Make Thanksgiving Dinner a Healthy Holiday Meal
It is often hard to maintain all of your healthy habits during the holidays, but a few simple tricks may keep you on track, especially since the average Thanksgiving meal contains more than 3,200 calories!
Here are a few of my quick tips:
- Ask family members to make a healthy version of their traditional dish.
- Fill your plate with extra greens and turkey.
- Skip the alcohol.
- Choose your carbohydrates wisely. Sweet potatoes are a better choice than white potatoes, as long as they are not filled with butter and added sugar.
- If you are having rolls or bread with your dinner, think about skipping stuffing or dessert.
Personally, I would skip the bread and stuffing and choose the pumpkin pie, because it is my favorite! Just eliminating two carbohydrates from your meal will save you more than 600 calories.

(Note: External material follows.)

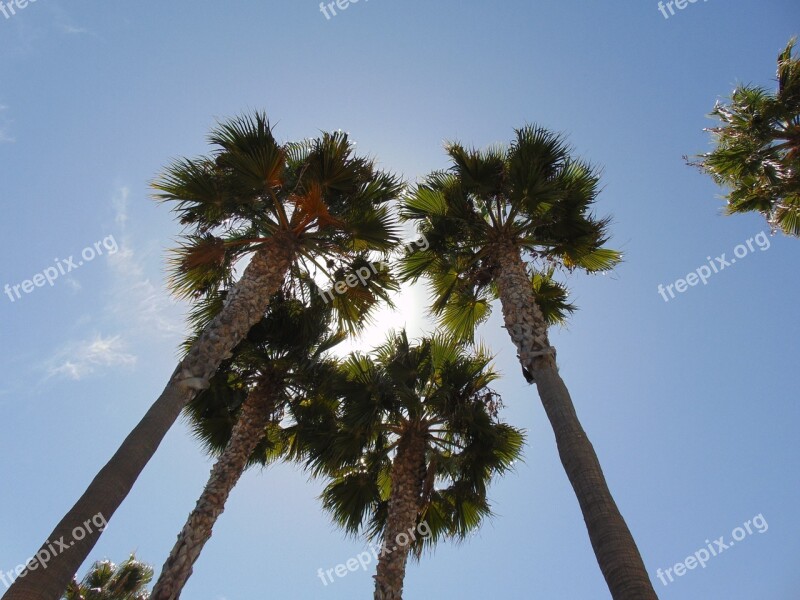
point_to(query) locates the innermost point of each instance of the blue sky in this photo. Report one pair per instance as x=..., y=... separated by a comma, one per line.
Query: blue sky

Here’s a breakdown of some popular dinner items:
- Pumpkin Pie: 343 calories
- Dinner Roll with butter: 300 calories
- Stuffing: 320 calories
A sensible Thanksgiving dinner plate:
- Turkey (white meat): 300 calories
- Mixed greens with lite dressing: 120 calories
- Sweet potatoes: 200 calories
- Cranberries: 100 calories
- Total: 840 calories
While not always easy, just making a few adjustments here and there can make a big difference in how much you eat!